The biggest bailout was AIG who’s an insurance company. They sold the most credit-default swaps on the MBS. They were on the hook for billions and billions in insurance payouts when the defaults started. Most of the AIG bailout went to payoff hedge funds who owned the CDS contracts.
If you want to trace back the start of subprime, it was initiatives under Clinton that created it. It was the mindset that credit scores were discriminatory and everyone had the right to own a home. They bullied banks into underwriting stuff they didn’t want. To get them to do it the government agreed to use Freddie/Fannie to buy the mortgages and take them off the banks’ books. That’s why Fannie/Freddie failed so spectacularly.

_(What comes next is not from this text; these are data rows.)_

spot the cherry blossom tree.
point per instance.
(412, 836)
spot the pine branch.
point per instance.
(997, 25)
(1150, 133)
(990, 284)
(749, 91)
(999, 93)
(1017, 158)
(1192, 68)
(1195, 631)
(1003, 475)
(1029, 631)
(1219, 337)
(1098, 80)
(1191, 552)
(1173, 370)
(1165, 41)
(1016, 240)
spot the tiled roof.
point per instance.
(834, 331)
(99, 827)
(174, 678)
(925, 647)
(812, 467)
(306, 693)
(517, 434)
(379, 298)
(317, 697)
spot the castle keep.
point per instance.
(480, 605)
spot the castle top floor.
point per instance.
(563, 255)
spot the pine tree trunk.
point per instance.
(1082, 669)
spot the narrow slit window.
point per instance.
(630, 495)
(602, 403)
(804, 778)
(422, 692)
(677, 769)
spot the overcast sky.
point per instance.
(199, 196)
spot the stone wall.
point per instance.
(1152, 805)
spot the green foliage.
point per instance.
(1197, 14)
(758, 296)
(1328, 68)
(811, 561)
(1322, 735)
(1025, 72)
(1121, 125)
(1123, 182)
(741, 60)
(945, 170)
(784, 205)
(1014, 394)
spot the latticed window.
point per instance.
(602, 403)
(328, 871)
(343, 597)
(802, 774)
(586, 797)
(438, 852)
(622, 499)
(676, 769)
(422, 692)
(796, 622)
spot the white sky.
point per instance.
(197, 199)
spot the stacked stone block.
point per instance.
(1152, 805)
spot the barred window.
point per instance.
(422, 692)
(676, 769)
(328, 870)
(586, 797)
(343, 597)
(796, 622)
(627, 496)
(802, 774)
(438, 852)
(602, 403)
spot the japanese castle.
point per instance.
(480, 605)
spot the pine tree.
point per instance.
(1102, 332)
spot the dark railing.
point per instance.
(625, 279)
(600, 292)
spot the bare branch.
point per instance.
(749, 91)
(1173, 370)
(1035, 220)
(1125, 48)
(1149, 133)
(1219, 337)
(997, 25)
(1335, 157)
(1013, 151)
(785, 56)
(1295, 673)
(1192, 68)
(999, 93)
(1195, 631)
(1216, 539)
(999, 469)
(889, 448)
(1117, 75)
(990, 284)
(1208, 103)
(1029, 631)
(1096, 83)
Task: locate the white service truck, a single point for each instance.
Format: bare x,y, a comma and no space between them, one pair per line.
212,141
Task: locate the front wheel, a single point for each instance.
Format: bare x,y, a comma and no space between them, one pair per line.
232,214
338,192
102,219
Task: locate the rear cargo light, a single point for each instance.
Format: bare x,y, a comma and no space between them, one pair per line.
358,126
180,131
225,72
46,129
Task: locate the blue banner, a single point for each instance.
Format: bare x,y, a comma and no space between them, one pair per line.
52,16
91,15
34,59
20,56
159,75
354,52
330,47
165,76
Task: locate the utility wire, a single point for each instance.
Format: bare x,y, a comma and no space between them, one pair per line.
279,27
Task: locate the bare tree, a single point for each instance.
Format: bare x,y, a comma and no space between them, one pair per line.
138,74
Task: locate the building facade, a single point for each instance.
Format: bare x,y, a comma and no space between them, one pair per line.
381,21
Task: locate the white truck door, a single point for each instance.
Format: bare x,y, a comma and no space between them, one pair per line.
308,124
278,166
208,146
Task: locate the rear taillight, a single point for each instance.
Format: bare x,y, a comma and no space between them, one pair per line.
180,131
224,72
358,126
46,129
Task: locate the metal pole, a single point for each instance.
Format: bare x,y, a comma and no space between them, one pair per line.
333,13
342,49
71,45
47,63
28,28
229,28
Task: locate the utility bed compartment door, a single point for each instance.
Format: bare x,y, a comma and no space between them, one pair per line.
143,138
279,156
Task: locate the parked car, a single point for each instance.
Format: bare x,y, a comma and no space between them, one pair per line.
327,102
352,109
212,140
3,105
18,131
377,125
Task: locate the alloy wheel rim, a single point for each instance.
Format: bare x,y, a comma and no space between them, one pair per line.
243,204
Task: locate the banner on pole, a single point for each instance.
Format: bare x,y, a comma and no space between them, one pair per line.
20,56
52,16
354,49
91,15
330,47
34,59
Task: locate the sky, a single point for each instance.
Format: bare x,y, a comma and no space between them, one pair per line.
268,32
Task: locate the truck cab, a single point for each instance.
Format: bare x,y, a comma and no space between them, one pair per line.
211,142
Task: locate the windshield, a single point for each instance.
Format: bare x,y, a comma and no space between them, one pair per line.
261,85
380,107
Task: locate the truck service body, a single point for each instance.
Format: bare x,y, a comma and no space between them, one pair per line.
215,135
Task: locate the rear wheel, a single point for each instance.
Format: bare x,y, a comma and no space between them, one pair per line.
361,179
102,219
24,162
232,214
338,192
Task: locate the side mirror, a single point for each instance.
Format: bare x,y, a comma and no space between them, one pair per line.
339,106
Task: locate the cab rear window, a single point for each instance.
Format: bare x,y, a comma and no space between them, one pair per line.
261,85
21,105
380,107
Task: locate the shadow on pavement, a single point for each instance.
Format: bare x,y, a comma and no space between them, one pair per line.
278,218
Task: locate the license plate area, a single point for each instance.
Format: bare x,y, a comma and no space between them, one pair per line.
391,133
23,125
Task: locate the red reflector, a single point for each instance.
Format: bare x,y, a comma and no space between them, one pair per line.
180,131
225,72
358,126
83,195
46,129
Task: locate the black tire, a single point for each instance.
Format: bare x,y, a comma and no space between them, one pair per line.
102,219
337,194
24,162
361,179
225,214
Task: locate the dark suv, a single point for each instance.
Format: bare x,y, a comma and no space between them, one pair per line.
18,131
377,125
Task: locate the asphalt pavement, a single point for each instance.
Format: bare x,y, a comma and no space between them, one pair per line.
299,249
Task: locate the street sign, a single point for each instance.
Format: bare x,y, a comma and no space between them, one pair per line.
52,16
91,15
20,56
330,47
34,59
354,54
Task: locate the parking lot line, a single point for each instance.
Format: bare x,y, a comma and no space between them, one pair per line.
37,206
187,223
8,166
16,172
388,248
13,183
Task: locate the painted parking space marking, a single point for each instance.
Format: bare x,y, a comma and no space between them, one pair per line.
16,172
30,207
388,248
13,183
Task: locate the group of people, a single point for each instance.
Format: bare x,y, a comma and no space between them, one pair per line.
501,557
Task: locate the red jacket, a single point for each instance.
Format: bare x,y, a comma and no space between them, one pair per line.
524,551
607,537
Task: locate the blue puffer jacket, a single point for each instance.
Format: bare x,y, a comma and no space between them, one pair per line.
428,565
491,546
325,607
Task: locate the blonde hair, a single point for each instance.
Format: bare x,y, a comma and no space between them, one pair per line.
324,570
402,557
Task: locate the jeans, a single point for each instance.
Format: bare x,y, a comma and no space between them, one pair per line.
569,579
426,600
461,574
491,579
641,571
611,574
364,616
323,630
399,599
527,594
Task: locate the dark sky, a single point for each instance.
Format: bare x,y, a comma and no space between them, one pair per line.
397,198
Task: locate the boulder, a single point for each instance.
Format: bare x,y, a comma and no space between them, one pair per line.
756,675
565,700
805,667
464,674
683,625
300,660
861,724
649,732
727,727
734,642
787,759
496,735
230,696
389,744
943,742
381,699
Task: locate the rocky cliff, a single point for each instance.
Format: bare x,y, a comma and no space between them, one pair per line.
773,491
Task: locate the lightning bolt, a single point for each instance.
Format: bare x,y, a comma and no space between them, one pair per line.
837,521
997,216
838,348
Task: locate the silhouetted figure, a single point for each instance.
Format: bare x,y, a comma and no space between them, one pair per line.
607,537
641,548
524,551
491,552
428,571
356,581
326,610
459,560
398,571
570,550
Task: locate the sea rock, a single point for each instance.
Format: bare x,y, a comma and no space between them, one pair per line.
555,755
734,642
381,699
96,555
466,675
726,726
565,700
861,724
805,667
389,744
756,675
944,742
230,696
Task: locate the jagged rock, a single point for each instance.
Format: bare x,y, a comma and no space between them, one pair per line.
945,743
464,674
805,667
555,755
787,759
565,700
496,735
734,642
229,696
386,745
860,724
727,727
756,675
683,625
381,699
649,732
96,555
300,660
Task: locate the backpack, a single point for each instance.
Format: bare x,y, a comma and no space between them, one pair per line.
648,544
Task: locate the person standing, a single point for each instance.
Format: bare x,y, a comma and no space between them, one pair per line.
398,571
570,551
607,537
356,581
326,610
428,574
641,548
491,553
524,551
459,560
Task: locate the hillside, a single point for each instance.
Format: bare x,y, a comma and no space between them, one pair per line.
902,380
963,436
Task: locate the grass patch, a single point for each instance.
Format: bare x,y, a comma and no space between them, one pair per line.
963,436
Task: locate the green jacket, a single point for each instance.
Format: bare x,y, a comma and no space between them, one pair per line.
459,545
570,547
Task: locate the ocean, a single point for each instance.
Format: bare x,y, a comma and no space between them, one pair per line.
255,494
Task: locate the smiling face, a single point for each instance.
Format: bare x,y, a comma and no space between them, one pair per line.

The banks only failed because the MBS they owned were suddenly worthless due to lack of liquidity in the market. They had to mark-to-market the MBS down to near zero which ruined their financial reserve ratios. They needed to urgently raise cash in a panic and couldn’t. Mark-to-market is horrible is there’s a panic. It just throws gas on the fire. It’d be far smarter to use accounting similar to warranty reserves where you adjust for future expected losses. You increase that as defaults increase, so the MBS lose some value but not 90% over night.
You can blame the banks, but they were only doing what the government forced them to do. The banks all knew it was a horrible idea which is why they didn’t want the mortgages on their books.